Le finiture finali riguardano sia la pavimentazione sportiva che i tracciamenti delle linee fatti su di essa. In precedenza ci siamo soffermati sul perché della scelta della tipologia “sandwich misto” che qui vogliamo approfondire; infatti tale scelta definisce una finitura che è per il 50% prefabbricata (il tappetino di base in SBR) e per il restante 50% eseguita in opera: La prima parte dell’intervento è molto delicata e soprattutto la parte dell’incollaggio va gestita con l’adeguata quantità di collante steso in maniera omogenea, evitando di farlo “sbordare” lateralmente; la sua corposità e densità, nonché l’asciugatura rapida dato che gli interventi vengono fatti sempre con temperature >12° concorre ad evitare spargimenti dannosi.
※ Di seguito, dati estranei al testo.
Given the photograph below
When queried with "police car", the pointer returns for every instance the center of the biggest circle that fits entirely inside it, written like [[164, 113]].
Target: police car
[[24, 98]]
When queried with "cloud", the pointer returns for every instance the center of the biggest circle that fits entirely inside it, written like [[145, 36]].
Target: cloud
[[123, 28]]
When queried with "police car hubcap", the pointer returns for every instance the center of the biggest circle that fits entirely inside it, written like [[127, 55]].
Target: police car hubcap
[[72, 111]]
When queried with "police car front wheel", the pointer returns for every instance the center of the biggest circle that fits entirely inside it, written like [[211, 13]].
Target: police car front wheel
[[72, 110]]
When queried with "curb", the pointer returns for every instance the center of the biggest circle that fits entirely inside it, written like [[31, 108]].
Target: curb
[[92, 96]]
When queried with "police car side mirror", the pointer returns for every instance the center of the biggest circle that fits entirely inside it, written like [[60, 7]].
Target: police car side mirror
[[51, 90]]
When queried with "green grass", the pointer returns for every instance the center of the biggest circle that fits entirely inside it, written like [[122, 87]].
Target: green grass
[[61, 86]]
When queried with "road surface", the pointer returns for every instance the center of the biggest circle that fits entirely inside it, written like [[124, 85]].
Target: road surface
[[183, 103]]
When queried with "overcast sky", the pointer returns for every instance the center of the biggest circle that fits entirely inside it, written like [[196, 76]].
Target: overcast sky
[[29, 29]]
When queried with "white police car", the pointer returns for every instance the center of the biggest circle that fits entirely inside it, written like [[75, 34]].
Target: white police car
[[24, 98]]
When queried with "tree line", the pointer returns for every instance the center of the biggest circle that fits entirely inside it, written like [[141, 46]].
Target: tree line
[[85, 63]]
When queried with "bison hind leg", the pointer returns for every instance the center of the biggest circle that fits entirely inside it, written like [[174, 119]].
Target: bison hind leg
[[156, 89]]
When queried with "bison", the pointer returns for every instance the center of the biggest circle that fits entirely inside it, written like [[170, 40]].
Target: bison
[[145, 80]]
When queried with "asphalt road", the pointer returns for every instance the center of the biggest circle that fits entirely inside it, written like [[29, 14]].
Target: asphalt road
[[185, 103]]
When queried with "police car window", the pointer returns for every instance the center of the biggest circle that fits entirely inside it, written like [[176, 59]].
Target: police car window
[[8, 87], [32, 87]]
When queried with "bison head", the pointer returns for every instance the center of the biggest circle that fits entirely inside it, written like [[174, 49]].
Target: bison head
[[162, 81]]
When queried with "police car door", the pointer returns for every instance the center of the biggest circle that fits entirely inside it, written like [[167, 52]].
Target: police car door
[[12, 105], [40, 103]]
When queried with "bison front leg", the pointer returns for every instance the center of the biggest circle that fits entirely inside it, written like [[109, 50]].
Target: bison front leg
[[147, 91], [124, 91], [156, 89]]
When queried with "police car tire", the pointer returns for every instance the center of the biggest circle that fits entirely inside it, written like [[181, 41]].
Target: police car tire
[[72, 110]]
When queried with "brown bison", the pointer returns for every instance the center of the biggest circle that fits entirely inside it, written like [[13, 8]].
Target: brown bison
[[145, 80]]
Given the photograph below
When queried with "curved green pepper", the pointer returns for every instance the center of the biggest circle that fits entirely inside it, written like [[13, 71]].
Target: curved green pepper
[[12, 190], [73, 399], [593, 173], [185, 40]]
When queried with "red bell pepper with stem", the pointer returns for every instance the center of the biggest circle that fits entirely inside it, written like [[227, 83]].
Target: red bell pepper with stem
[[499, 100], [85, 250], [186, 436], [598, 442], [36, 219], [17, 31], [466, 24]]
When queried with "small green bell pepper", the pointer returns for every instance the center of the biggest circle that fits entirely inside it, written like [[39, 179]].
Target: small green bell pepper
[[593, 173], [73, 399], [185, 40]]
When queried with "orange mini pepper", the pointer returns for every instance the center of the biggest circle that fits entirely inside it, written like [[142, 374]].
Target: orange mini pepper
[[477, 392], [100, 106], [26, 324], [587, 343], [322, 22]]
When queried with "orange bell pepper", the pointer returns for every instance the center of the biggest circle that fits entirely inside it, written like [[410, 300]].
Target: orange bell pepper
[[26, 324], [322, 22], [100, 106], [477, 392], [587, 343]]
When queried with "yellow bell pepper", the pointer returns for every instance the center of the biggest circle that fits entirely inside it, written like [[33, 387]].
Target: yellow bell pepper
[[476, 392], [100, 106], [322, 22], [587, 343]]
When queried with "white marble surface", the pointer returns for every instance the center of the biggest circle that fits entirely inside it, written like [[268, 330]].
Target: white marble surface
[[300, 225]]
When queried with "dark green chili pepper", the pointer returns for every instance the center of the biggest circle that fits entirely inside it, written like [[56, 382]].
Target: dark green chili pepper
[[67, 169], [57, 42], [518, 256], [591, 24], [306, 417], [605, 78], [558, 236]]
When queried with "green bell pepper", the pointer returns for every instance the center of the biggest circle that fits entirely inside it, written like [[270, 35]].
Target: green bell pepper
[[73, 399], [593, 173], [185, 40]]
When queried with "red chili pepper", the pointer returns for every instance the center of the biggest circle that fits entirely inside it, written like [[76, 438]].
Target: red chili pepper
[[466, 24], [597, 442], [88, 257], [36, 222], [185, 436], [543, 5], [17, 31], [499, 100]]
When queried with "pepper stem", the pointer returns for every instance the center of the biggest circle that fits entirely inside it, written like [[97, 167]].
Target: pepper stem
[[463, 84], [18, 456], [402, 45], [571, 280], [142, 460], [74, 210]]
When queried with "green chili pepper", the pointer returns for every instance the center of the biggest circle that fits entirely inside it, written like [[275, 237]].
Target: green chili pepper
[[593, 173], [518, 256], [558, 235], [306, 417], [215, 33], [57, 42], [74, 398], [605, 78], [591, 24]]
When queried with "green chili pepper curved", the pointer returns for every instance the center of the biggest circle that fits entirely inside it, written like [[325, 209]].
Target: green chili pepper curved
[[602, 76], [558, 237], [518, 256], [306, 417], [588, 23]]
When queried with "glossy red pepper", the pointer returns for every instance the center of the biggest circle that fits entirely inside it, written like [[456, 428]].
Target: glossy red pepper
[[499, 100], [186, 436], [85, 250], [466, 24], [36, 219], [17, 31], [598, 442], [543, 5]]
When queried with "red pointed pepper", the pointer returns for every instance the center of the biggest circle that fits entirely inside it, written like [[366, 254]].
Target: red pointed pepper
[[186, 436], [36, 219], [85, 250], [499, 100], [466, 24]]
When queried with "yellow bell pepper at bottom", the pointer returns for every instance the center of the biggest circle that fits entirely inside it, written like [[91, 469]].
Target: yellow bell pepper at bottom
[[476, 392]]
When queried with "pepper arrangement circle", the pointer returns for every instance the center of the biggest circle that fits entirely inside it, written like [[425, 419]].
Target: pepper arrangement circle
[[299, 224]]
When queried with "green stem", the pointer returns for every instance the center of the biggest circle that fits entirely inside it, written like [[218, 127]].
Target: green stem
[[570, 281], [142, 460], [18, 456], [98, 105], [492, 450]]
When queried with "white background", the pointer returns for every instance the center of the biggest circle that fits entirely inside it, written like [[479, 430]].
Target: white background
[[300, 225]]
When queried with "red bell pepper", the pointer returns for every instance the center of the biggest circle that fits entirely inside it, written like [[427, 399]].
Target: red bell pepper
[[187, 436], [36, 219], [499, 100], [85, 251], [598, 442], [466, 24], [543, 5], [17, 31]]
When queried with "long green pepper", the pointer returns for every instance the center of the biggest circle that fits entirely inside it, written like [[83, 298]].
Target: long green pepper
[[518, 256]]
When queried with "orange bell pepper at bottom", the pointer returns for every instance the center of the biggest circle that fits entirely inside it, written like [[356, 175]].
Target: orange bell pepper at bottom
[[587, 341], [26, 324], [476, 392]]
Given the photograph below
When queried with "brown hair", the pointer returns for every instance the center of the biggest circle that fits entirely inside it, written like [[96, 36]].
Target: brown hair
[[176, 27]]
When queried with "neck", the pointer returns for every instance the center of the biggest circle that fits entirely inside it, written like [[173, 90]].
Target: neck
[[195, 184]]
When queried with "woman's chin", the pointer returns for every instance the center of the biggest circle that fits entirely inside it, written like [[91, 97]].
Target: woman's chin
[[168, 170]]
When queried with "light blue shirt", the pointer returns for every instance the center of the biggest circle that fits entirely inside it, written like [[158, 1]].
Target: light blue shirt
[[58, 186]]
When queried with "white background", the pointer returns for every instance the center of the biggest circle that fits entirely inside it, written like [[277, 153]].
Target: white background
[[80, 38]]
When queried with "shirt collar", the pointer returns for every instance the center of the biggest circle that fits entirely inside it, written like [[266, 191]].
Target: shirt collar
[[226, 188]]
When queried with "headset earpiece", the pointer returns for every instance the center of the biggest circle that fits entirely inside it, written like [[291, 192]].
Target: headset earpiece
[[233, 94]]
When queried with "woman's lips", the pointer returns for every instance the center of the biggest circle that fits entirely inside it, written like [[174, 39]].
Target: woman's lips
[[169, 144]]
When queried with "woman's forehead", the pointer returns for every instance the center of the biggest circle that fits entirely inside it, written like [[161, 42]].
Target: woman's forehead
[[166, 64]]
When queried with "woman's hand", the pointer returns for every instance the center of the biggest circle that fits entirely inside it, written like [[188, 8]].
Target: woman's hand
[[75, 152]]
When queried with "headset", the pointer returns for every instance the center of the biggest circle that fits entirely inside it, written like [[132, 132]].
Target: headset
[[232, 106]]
La finitura in resina e granulo poi viene di norma “bordata” sulle cordonate esterne con delle strisce di teli in nylon che servono a contenerne l’eventuale colatura delle resine, nonché evitare la dispersione del granulo EPDM durante lo spaglio; in questa maniera il granulo riesce ad essere recuperato.
Deve essere preparata scrupolosamente l’area di mescolamento tra le due componenti della resina per evitare dispersioni sul terreno, preferibilmente mediante teli in polipropilene di adeguato spessore; a tale scopo è stata allungata l’area iniziale del rettilineo principale, finendola con tappetino d’asfalto chiuso in maniera da avere una base sicura dove poter fare tali operazioni.
A lato della stessa è stata preparata un’area di stoccaggio dei bidoni esausti, suddivisi tra acciaio e plastica, pronti per essere resi al fornitore.
Le rifiniture laterali di pista e pedane vengono fatte a mano con semplice pennello e resina, mantenendo l’impasto.

La tabella (sopra) evidenzia materiale per materiale le nuove forniture, con relativi “green circle” e rispetto degli articoli dei C.A.M., oltre alle indicazioni del trattamento iniziale e del recupero possibile a fine vita. Progettualmente sono stati scelti quasi esclusivamente prodotti NON chimici e di conseguenza diventa semplice dimostrare la perfetta riciclabilità a fine vita degli stessi e degli sfidi di lavorazione di cantiere.